From a numerical point of view, the computation of the $$$\mathcal{F}^{(m)}$$$ matrices involves a tradeoff between precision and speed. Improving the speed of
computations is especially important in the context of optimization algorithms,
which usually require numerous iterations.

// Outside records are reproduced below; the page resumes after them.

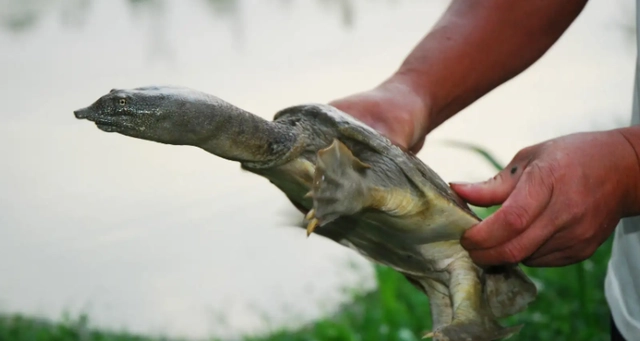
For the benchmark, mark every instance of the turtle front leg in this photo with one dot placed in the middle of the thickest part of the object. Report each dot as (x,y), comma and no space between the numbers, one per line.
(340,188)
(472,318)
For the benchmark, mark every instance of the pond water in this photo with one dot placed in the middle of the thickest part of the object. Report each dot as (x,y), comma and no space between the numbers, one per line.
(166,240)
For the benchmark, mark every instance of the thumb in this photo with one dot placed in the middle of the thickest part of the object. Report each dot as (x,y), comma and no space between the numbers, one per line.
(490,192)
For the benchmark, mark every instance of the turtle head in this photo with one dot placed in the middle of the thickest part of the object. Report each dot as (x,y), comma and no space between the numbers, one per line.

By pre-computing the $$$k\times k$$$ matrices $$$\mathcal{A}^{(m)}$$$:
$$\mathcal{A}^{(m)}_{i,j}=-\frac{\gamma^2}{2}\int_0^T\int_0^T f_i(t_1)f_j(t_2)\lvert
t_2 - t_1 \rvert^{m/2} we \,\mathrm{d}t_1 \,\mathrm{d}t_2\;,$$
we can compute the $$$\mathcal{F}^{(m)}$$$ matrices directly from $$$\mathcal{X}$$$ by $$$\mathcal{F}^{(m)}=\mathcal{X}\mathcal{A}^{(m)}\mathcal{X}{}^T$$$. The initial computation of the $$$\mathcal{A}^{(m)}$$$ matrices is the most time-consuming step but it has to be done only
once. The consequent computations of $$$\mathcal{F}^{(m)}$$$ involve just matrix multiplications whose size is given by the size of
the family $$$\left(f_1(t),\ldots,f_k(t)\right)$$$, independent of the numerical sampling of the time interval $$$[0,T]$$$
that controls the accuracy of the computations. A
similar matrix representation is applicable to any linear or bilinear form of
the gradient profile. Common examples include: imposing zeros of the gradient;
flow-compensation or motion artifact suppression conditions; controlling heat
generation of the sequence; computing the $$$b$$$-value.